Elshinta.com - Selama hampir 60 tahun, Belanda tidak bersedia mengakui kemerdekaan Indonesia pada tanggal 17 Agustus 1945. Belanda menganggap kemerdekaan Indonesia baru terjadi pada 27 Desember 1949, yaitu ketika soevereiniteitsoverdracht (penyerahan kedaulatan) ditandatangani di Istana Dam, Amsterdam.
Di Belanda, selama ini juga ada kekhawatiran bahwa mengakui Indonesia merdeka pada tahun 1945 sama saja mengakui tindakan politionele acties (agresi militer) pada 1945-1949 adalah ilegal.
Belanda yang menjajah Indonesia sejak Abad ke-16 pun, tak mau kehilangan wilayah koloni di Asia yang jadi sumber pundi-pundi kekayaan, teh, kopi, rempah-rempah, tekstil, minyak, mineral, dan banyak lainnya.
Seperti dikutip dari situs Radio Netherlands Worldwide (RNW), Pemerintah Belanda merespons kemerdekaan Indonesia dengan mengirim pasukan ke Hindia, untuk melakukan apa yang disebut sebagai 'Aksi Polisionil'.
Belanda menghindari istilah 'perang kolonial', menolak untuk mengakui bahwa itu adalah konflik antara dua negara dan menganggapnya sebagai masalah internal.
Aksi polisionil besar-besaran dilakukan dua kali, Agresi Militer I dan II. Tujuannya, mengembalikan Nusantara sebagai sapi perah Holland.
Pertempuran tak hanya melibatkan bedil dan bambu runcing, tapi juga perang urat syarat di meja perundingan.
Dari Perjanjian Linggarjati, Renville, hingga Roem-van Roijen, perundingan berujung pada penyerahan kedaulatan dari Negeri Belanda ke Republik Indonesia pada 27 Desember 1949.
Kabar tersebut disambut kegembiraan. "Drum berhias pita merah putih ditabuh di Jawa, Sumatra, Bali, Kalimantan, hingga Timor," demikian cuplikan isi artikel "Indonesia Opens New Chapter as Sovereign State", yang dimuat koran Australia Canberra Times pada 28 Desember 1949.
Mengutip Wikipedia, Belanda baru mengakui tanggal kemerdekaan Indonesia 17 Agustus 1945, dilakukan pada 16 Agustus 2005, sehari sebelum peringatan 60 tahun proklamasi kemerdekaan Indonesia, oleh Menteri Luar Negeri Belanda Bernard Rudolf Bot dalam pidato resminya di gedung Deplu.
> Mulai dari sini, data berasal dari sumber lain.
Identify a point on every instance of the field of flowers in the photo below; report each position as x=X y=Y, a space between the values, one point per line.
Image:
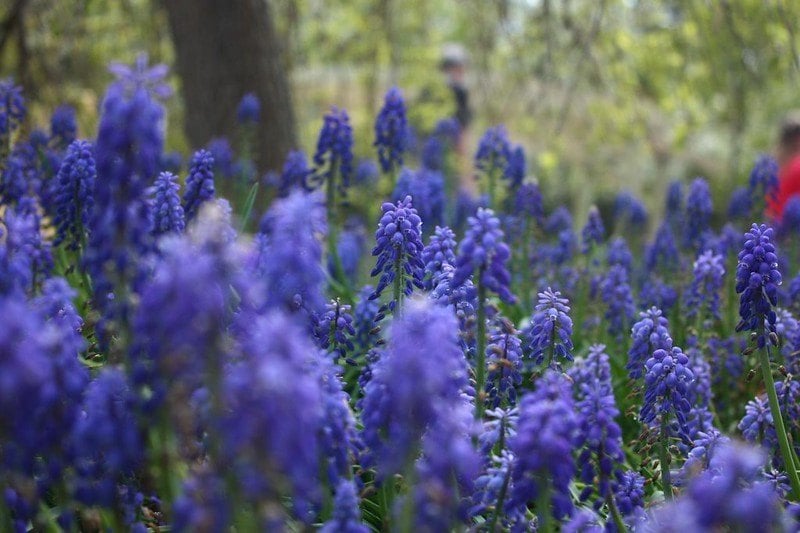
x=171 y=361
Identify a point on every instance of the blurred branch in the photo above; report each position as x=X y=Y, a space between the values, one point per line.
x=8 y=24
x=787 y=22
x=586 y=53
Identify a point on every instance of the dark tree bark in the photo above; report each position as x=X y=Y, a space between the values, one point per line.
x=225 y=49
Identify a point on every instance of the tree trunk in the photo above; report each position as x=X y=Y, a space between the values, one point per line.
x=224 y=50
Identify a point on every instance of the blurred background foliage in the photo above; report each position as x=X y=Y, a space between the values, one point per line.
x=603 y=94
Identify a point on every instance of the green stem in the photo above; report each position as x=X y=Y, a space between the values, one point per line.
x=615 y=514
x=397 y=286
x=543 y=510
x=663 y=455
x=333 y=252
x=551 y=352
x=500 y=500
x=774 y=407
x=407 y=517
x=480 y=355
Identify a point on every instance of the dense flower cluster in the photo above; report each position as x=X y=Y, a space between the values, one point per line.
x=666 y=387
x=398 y=248
x=334 y=156
x=703 y=295
x=757 y=280
x=159 y=370
x=546 y=436
x=167 y=212
x=391 y=131
x=550 y=331
x=482 y=252
x=75 y=194
x=199 y=184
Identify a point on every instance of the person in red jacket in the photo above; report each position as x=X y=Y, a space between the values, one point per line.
x=788 y=157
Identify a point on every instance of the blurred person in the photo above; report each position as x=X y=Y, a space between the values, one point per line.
x=454 y=67
x=788 y=158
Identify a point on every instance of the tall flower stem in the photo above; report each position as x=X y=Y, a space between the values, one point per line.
x=397 y=285
x=663 y=456
x=774 y=407
x=480 y=355
x=333 y=233
x=500 y=501
x=615 y=514
x=543 y=511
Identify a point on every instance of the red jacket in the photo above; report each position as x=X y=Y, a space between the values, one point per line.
x=788 y=186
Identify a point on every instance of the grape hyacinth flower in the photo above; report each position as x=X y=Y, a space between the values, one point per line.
x=444 y=472
x=391 y=132
x=629 y=497
x=491 y=490
x=731 y=495
x=408 y=394
x=398 y=249
x=757 y=280
x=127 y=153
x=333 y=167
x=289 y=255
x=249 y=109
x=334 y=330
x=199 y=184
x=600 y=440
x=178 y=326
x=492 y=158
x=593 y=233
x=167 y=212
x=440 y=250
x=483 y=253
x=550 y=332
x=75 y=195
x=757 y=424
x=620 y=308
x=107 y=441
x=272 y=387
x=334 y=155
x=25 y=256
x=426 y=187
x=700 y=397
x=543 y=446
x=666 y=390
x=702 y=298
x=504 y=357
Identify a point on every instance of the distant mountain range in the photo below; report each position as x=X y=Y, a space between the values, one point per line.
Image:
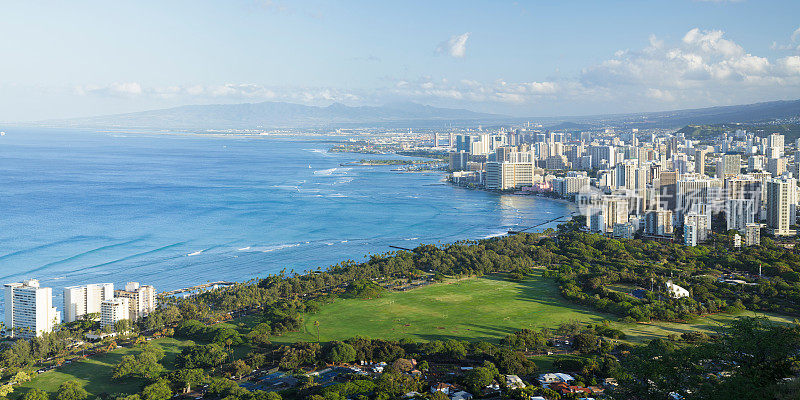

Pada kesempatan itu, Pemerintah Indonesia diwakili oleh Menlu Hassan Wirajuda.
Keesokan harinya, 17 Agustus 2005, Bot juga menghadiri Upacara Kenegaraan Peringatan Hari Ulang Tahun ke-60 Kemerdekaan RI di Istana Negara, Jakarta. Menlu Ben Bot menegaskan, kehadirannya pada upacara Hari Ulang Tahun RI ke-60 dapat dilihat sebagai penerimaan politik dan moral bahwa Indonesia merdeka pada 17 Agustus 1945. Atas nama Belanda, ia juga meminta maaf.
Langkah Bot ini mendobrak tabu dan merupakan yang pertama kali dalam sejarah.
Pada 4 September 2008, juga untuk pertama kalinya dalam sejarah, seorang Perdana Menteri Belanda, Jan Peter Balkenende, menghadiri Peringatan HUT Kemerdekaan RI. Balkenende menghadiri resepsi diplomatik HUT Kemerdekaan RI ke-63 yang digelar oleh KBRI Belanda di Wisma Duta, Den Haag.